I Buddenbrook
Storie familiari
Nell’estate 1900 Thomas Mann spedì via posta il manoscritto – unico esemplare – de “I Buddenbrook” all’editore Samuel Fischer. Małgorzata Łukasiewicz ci conduce nei meandri dell’opera decifrando le tracce da cui trasse spunto lo scrittore tedesco.
Di Małgorzata Łukasiewicz
Era il 13 agosto 1900 quando Thomas Mann si recò alle poste con una grossa busta. Il destinatario era l’editore berlinese Samuel Fischer e il mittente pagò all’impiegato delle poste, un po’ divertito, un’assicurazione sulla spedizione dichiarando il valore del pacco in 1000 marchi. Descrizione: l’unico esemplare manoscirtto de I Buddenbrook, il primo romanzo di Mann.

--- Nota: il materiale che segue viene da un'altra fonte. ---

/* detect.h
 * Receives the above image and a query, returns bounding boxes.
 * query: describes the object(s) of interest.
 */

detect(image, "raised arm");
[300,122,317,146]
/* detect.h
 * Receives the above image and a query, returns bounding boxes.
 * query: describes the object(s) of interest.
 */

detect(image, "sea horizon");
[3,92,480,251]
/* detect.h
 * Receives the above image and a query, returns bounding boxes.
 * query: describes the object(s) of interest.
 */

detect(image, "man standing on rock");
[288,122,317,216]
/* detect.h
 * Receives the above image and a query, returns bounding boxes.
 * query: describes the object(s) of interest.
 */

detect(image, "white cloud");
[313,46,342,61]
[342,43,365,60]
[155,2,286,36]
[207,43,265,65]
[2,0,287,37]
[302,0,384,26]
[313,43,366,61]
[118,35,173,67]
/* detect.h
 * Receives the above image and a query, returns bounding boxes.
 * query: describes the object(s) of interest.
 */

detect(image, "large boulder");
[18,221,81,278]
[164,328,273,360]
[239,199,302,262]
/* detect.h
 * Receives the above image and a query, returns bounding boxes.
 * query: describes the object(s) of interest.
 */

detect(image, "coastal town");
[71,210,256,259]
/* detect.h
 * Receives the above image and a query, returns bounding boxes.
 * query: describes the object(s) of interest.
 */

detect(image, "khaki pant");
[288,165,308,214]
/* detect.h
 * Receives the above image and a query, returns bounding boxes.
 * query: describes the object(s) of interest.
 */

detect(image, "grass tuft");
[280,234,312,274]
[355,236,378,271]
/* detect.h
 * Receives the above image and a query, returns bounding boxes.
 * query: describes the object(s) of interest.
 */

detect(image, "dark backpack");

I Buddenbrook – nell’originale tedesco Buddenbrooks, cioè il plurale di un cognome, – sa di una serietà quasi dinastica. Suggerisce una solida continuità generazionale, una stabilità basata su coalizioni accuratamente forgiate, rituali privati e diritto di successione. Perché una famiglia rivesta il ruolo di protagonista collettivo, deve abbracciare almeno alcune generazioni. Si deve moltiplicare, si deve arricchire di alcune personalità di spicco, che nel corso dei decenni tenteranno, come vuole una società moderna in un mondo in rapida e turbolenta evoluzione, di resistere alle sfide oppure soccomberanno.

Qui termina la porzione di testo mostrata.